Nas bacias dos rios do Peixe e Camanducaia, o trabalho abrange hoje 305 proprietários rurais em 19 municípios do Leste de São Paulo e Sul de Minas Gerais, com o total de 600 hectares em processo de restauração sendo monitorados, com apoio ONGs parceiras, como o WWF-Brasil, e de empresas. Além da educação ambiental e engajamento de produtores locais, a estratégia requer mobilização em redes e fóruns, apoio a políticas públicas e produção de mudas em viveiro próprio, capaz de produzir 500 mil unidades por ano a partir de sementes colhidas nas matas de sítios e fazendas.

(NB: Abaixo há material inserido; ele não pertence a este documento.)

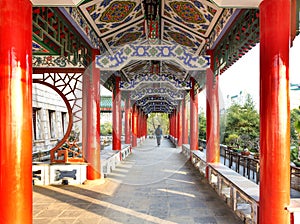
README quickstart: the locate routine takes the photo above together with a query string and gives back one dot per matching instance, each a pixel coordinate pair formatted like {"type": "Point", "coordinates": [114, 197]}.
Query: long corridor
{"type": "Point", "coordinates": [153, 185]}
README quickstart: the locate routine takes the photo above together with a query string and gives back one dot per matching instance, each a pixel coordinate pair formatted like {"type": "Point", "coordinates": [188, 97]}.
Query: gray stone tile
{"type": "Point", "coordinates": [158, 186]}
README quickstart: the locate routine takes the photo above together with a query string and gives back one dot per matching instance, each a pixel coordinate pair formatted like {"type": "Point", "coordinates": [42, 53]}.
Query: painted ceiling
{"type": "Point", "coordinates": [155, 85]}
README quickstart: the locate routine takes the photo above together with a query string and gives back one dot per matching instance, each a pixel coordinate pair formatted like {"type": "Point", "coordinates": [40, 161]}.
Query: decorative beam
{"type": "Point", "coordinates": [55, 61]}
{"type": "Point", "coordinates": [155, 78]}
{"type": "Point", "coordinates": [129, 53]}
{"type": "Point", "coordinates": [52, 3]}
{"type": "Point", "coordinates": [160, 109]}
{"type": "Point", "coordinates": [175, 95]}
{"type": "Point", "coordinates": [53, 32]}
{"type": "Point", "coordinates": [158, 100]}
{"type": "Point", "coordinates": [238, 3]}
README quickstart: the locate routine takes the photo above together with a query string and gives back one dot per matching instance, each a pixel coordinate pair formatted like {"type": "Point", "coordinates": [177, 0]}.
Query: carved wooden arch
{"type": "Point", "coordinates": [68, 84]}
{"type": "Point", "coordinates": [70, 124]}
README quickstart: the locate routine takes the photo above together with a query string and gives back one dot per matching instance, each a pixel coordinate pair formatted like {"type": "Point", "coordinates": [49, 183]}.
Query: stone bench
{"type": "Point", "coordinates": [199, 161]}
{"type": "Point", "coordinates": [294, 209]}
{"type": "Point", "coordinates": [36, 176]}
{"type": "Point", "coordinates": [65, 175]}
{"type": "Point", "coordinates": [241, 194]}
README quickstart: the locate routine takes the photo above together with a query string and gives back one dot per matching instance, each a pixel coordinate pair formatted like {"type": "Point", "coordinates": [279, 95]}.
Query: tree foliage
{"type": "Point", "coordinates": [155, 119]}
{"type": "Point", "coordinates": [295, 126]}
{"type": "Point", "coordinates": [202, 125]}
{"type": "Point", "coordinates": [106, 128]}
{"type": "Point", "coordinates": [242, 121]}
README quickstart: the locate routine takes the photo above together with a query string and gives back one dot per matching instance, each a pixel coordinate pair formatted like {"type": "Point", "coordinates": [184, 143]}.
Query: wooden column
{"type": "Point", "coordinates": [16, 112]}
{"type": "Point", "coordinates": [194, 136]}
{"type": "Point", "coordinates": [91, 119]}
{"type": "Point", "coordinates": [179, 126]}
{"type": "Point", "coordinates": [185, 130]}
{"type": "Point", "coordinates": [212, 117]}
{"type": "Point", "coordinates": [117, 116]}
{"type": "Point", "coordinates": [134, 126]}
{"type": "Point", "coordinates": [274, 111]}
{"type": "Point", "coordinates": [127, 121]}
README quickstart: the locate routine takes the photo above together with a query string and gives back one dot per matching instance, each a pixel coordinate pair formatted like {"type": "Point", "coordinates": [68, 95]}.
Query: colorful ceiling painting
{"type": "Point", "coordinates": [197, 16]}
{"type": "Point", "coordinates": [173, 33]}
{"type": "Point", "coordinates": [155, 55]}
{"type": "Point", "coordinates": [38, 48]}
{"type": "Point", "coordinates": [109, 15]}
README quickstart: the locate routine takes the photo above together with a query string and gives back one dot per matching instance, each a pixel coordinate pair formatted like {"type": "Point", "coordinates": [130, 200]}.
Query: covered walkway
{"type": "Point", "coordinates": [153, 185]}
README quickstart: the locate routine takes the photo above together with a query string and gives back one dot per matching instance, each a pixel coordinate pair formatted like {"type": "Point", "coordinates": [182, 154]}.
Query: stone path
{"type": "Point", "coordinates": [154, 185]}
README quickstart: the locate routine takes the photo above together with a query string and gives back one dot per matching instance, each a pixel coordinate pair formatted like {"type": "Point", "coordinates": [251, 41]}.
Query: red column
{"type": "Point", "coordinates": [116, 144]}
{"type": "Point", "coordinates": [16, 112]}
{"type": "Point", "coordinates": [127, 121]}
{"type": "Point", "coordinates": [193, 117]}
{"type": "Point", "coordinates": [212, 117]}
{"type": "Point", "coordinates": [184, 123]}
{"type": "Point", "coordinates": [134, 127]}
{"type": "Point", "coordinates": [274, 111]}
{"type": "Point", "coordinates": [179, 126]}
{"type": "Point", "coordinates": [146, 125]}
{"type": "Point", "coordinates": [91, 119]}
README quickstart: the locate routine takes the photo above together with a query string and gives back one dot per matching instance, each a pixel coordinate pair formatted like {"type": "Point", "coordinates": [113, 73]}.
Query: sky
{"type": "Point", "coordinates": [244, 76]}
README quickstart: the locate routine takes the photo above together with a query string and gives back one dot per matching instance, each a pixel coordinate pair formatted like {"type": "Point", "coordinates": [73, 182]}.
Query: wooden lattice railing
{"type": "Point", "coordinates": [70, 152]}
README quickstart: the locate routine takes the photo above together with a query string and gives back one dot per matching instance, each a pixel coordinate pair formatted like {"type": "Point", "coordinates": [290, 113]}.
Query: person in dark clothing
{"type": "Point", "coordinates": [158, 134]}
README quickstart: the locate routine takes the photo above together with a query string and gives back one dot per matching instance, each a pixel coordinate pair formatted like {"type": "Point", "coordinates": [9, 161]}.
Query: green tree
{"type": "Point", "coordinates": [243, 121]}
{"type": "Point", "coordinates": [295, 119]}
{"type": "Point", "coordinates": [202, 125]}
{"type": "Point", "coordinates": [155, 119]}
{"type": "Point", "coordinates": [106, 128]}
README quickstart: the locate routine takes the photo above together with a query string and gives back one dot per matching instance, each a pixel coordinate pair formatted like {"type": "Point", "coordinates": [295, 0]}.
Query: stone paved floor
{"type": "Point", "coordinates": [153, 185]}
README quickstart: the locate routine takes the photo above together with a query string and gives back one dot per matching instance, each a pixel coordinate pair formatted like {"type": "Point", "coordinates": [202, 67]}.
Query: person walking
{"type": "Point", "coordinates": [158, 134]}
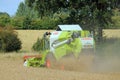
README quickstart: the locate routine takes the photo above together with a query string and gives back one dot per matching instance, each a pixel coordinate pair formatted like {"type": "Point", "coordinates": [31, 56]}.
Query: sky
{"type": "Point", "coordinates": [9, 6]}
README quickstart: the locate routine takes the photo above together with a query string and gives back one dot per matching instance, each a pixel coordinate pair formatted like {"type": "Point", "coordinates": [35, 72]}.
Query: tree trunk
{"type": "Point", "coordinates": [100, 34]}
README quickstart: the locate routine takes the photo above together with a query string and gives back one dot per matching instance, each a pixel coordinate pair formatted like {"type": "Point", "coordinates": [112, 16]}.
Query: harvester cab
{"type": "Point", "coordinates": [67, 39]}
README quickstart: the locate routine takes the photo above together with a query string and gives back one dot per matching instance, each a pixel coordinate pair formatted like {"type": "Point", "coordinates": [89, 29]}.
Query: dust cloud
{"type": "Point", "coordinates": [105, 59]}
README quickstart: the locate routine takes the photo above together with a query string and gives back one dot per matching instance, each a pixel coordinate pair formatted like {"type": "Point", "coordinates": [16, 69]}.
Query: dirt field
{"type": "Point", "coordinates": [101, 68]}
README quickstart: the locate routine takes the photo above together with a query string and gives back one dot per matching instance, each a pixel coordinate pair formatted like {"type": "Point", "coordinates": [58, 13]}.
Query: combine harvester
{"type": "Point", "coordinates": [66, 40]}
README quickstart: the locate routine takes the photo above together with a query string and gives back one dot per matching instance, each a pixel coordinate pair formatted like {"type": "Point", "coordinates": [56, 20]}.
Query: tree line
{"type": "Point", "coordinates": [93, 15]}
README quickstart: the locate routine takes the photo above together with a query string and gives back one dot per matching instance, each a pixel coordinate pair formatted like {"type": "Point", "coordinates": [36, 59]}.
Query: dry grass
{"type": "Point", "coordinates": [12, 68]}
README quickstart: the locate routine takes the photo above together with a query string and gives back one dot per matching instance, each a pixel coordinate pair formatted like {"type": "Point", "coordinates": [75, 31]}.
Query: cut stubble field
{"type": "Point", "coordinates": [11, 65]}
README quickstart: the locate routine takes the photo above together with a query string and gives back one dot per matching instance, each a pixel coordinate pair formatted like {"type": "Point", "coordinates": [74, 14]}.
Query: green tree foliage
{"type": "Point", "coordinates": [25, 11]}
{"type": "Point", "coordinates": [9, 40]}
{"type": "Point", "coordinates": [4, 19]}
{"type": "Point", "coordinates": [116, 19]}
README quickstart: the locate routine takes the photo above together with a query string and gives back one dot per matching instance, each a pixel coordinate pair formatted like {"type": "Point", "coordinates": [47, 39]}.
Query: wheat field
{"type": "Point", "coordinates": [11, 65]}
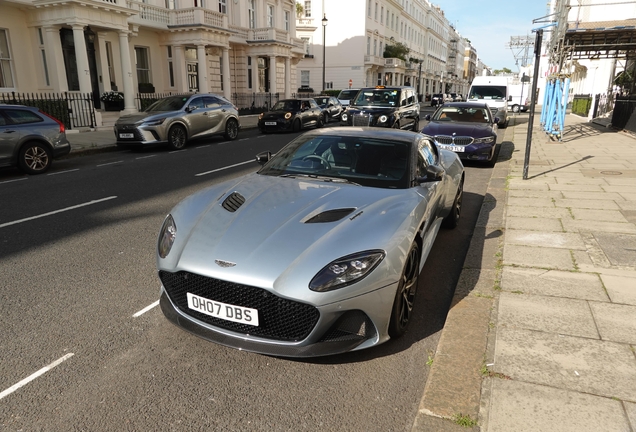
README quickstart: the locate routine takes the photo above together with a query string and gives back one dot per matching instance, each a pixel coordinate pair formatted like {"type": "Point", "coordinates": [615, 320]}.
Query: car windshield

O salto inicial, no projeto Verde Novo, teve recursos do governo federal, quando o Ministério do Meio Ambiente apoiava a sociedade civil no desafio, além do suporte internacional, por meio de movimentos como o One Tree Planted, para o plantio de 160 mil mudas até 2021. “Após 16 anos, já observamos o retorno da avifauna e de espécies como lobo-guará e cachorro-do-mato”, diz Flávia.

Estudo internacional identificou a Mata Atlântica – reduzida a 12,4% da original – como área prioritária para restauração no mundo. Além disso, segundo levantamento do Instituto Internacional para Sustentabilidade (IIS), a recuperação do bioma pode gerar três milhões de empregos no campo.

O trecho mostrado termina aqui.